Hampir 89% kebutuhan kelapa Malaysia disebut dipenuhi dari Indonesia. Ketergantungan sebesar itu membuat kesinambungan pasokan dari Indonesia menjadi perhatian serius bagi industri di negara tersebut.
Saat bahan baku sempat menipis, delegasi Malaysia bahkan mendatangi Kementerian Pertanian. Mereka memohon agar ekspor kelapa tidak dihentikan secara total.
Permintaan itu menunjukkan posisi strategis kelapa Indonesia dalam rantai pasok regional. Namun, tingginya kebutuhan luar negeri juga berlangsung bersamaan dengan agenda pemerintah memperkuat industri pengolahan di dalam negeri.
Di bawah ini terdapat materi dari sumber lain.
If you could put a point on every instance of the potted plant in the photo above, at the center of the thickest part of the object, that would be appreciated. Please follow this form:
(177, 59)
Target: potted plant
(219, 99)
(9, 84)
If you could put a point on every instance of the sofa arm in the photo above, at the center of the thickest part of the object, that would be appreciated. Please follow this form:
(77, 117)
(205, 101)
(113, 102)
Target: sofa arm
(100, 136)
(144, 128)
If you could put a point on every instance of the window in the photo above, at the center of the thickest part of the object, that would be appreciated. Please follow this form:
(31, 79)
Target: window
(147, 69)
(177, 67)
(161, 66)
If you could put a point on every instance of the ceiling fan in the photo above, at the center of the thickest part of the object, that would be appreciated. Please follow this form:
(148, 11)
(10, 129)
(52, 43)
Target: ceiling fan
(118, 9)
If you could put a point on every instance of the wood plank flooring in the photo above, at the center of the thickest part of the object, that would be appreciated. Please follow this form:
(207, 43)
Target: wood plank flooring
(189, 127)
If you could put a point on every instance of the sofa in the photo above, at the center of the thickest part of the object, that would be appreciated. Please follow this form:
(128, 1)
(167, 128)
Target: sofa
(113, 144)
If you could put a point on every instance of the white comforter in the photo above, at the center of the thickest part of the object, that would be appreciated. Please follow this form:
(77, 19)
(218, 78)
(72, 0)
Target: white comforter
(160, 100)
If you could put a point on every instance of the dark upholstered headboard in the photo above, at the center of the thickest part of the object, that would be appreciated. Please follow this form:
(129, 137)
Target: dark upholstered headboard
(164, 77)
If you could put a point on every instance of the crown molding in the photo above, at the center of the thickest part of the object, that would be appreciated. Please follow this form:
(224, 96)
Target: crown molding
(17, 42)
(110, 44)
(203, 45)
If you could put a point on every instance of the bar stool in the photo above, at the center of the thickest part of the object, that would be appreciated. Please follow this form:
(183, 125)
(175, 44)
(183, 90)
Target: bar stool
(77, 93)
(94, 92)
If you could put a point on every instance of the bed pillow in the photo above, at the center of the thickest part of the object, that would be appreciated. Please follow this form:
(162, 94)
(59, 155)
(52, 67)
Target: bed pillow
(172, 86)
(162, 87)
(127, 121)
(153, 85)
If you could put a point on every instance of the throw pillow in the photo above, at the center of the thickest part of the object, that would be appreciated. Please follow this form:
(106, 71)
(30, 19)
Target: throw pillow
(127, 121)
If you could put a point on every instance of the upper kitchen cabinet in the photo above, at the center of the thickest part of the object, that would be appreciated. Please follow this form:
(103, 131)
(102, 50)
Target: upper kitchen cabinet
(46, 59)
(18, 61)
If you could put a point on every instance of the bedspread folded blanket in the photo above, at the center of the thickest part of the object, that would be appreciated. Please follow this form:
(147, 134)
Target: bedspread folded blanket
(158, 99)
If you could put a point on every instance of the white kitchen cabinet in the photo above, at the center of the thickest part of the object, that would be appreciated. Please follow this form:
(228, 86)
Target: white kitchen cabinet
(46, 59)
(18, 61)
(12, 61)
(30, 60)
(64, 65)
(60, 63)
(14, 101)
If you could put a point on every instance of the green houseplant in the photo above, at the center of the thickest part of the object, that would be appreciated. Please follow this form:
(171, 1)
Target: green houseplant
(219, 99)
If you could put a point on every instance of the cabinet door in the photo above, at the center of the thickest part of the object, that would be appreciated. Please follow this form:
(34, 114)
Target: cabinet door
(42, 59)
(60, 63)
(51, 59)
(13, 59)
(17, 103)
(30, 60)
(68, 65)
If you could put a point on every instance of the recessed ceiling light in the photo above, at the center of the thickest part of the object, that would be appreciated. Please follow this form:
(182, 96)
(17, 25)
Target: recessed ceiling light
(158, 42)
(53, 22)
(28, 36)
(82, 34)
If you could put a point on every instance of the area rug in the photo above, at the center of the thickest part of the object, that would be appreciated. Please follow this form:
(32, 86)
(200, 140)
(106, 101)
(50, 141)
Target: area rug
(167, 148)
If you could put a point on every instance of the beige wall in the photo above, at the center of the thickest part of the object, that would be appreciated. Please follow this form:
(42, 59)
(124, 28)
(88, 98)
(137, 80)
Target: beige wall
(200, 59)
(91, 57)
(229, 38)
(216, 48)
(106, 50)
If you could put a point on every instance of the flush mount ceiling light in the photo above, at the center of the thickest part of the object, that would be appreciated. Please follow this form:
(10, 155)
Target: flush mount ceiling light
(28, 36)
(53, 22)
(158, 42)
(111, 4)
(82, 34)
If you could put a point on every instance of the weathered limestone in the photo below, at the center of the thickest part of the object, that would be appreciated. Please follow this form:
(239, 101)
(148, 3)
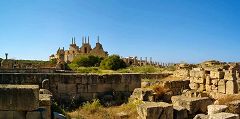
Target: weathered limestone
(121, 115)
(41, 113)
(143, 94)
(214, 80)
(201, 116)
(194, 86)
(224, 115)
(217, 74)
(176, 86)
(19, 97)
(234, 107)
(192, 104)
(213, 109)
(155, 110)
(179, 112)
(12, 115)
(222, 86)
(231, 87)
(45, 102)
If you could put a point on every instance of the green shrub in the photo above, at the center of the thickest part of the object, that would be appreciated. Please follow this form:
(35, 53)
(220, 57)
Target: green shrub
(88, 70)
(87, 61)
(113, 62)
(92, 107)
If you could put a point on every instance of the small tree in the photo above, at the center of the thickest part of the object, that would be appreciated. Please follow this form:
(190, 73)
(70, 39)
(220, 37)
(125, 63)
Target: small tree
(113, 62)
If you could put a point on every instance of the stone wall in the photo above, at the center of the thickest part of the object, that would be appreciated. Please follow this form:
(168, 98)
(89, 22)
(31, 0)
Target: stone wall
(68, 86)
(23, 102)
(214, 80)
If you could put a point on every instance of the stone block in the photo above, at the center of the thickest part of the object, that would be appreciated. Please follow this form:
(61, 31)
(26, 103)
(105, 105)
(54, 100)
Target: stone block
(208, 80)
(67, 88)
(104, 87)
(120, 87)
(215, 82)
(214, 87)
(82, 88)
(33, 115)
(208, 88)
(155, 110)
(217, 74)
(224, 115)
(121, 115)
(201, 87)
(135, 83)
(179, 112)
(200, 80)
(12, 115)
(201, 116)
(194, 86)
(91, 88)
(213, 109)
(192, 104)
(231, 87)
(19, 97)
(222, 86)
(142, 94)
(234, 107)
(45, 102)
(230, 75)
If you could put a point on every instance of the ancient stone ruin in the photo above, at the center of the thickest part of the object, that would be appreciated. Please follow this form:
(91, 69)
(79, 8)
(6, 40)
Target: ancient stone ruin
(24, 102)
(207, 85)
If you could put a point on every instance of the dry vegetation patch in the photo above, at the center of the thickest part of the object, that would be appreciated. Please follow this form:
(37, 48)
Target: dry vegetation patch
(94, 110)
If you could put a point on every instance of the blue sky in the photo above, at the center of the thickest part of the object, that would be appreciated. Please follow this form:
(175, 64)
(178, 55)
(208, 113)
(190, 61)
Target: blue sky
(167, 30)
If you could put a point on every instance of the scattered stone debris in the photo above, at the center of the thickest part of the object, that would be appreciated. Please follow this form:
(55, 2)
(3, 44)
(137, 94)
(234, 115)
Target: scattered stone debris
(155, 110)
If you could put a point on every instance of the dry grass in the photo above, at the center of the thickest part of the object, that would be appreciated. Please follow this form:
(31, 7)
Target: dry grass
(228, 98)
(160, 90)
(106, 113)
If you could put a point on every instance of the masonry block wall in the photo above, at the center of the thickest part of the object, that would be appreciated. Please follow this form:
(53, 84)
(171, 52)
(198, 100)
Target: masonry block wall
(68, 86)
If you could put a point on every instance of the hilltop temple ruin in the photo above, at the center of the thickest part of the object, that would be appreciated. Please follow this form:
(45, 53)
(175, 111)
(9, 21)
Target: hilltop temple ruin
(84, 50)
Pengawas Mutu Hasil Pertanian Direktorat Jenderal Perkebunan Kementerian Pertanian, Agus Rosyid Wasingun, mengungkapkan informasi tersebut dalam Webinar Hilirisasi Kelapa Sinar Tani pada Rabu, 22 Juli 2026. Menurut dia, Malaysia meminta pengaturan pasokan, bukan penghentian perdagangan kelapa.
| Indikator | Nilai | Keterangan |
|---|---|---|
| Ketergantungan Malaysia | Hampir 89% | Kebutuhan kelapa dipenuhi dari Indonesia |
| Jangkauan pasar perusahaan | Hampir 80 negara | Negara yang meminta atau mengimpor produk olahan kelapa |
| Potensi nilai tambah | Hampir 10 kali lipat | Pengolahan dibanding penjualan buah kelapa |
Permintaan Pasar Terus Meluas
Permintaan internasional terhadap produk kelapa asal Indonesia disebut terus meningkat. Sejumlah negara yang sebelumnya belum mengimpor produk kelapa Indonesia mulai menjadi pasar baru.
Rosyid menyampaikan salah satu perusahaan pengolahan kelapa nasional menerima permintaan atau telah mengekspor produk ke hampir 80 negara. Informasi itu diperolehnya saat mengunjungi perusahaan milik Rudy, Ketua Harian Himpunan Industri Pengolahan Kelapa Indonesia atau HIPKI.
“Jadi beberapa negara yang awalnya belum impor dari kita, itu sudah mulai impor,” ujar Rosyid. Ia juga menyebut permintaan produk olahan datang kepada perusahaan tersebut dan pelaku industri lainnya.
Perkembangan tersebut memperlihatkan peluang ekspor tidak terbatas pada buah kelapa. Produk hasil pengolahan berpotensi memperluas pasar sekaligus meningkatkan nilai yang diterima dari komoditas ini.
Hilirisasi Menjadi Arah Kebijakan
Pemerintah mendorong Hilirisasi Kelapa agar ekspor tidak terutama bergantung pada buah bulat. Kebijakan ini diarahkan untuk mempertahankan nilai tambah komoditas di dalam negeri.
Menurut Rosyid, arahan Presiden Prabowo Subianto menekankan peningkatan nilai tambah melalui pembangunan industri pengolahan di Indonesia. Pemerintah juga membuka kemungkinan mengundang investor pengolah untuk membangun fasilitas produksi di dalam negeri.
Pengolahan kelapa menjadi berbagai produk dapat menghasilkan nilai tambah hampir 10 kali lipat dibanding menjual buah. Produk olahan itu selanjutnya dapat memperkuat Ekspor Kelapa Indonesia ke pasar global.
Laporan CNBC Indonesia mencatat Malaysia menjadi contoh nyata besarnya kebutuhan negara lain terhadap pasokan dari Indonesia. Tantangannya ialah menjaga bahan baku bagi pasar luar negeri sambil memastikan kapasitas pengolahan domestik terus tumbuh.
Pengaturan ekspor menjadi penting dalam menjaga dua kepentingan tersebut. Pasokan bagi pembeli luar negeri perlu dipertahankan, sementara industri nasional didorong menghasilkan lebih banyak produk olahan bernilai tambah.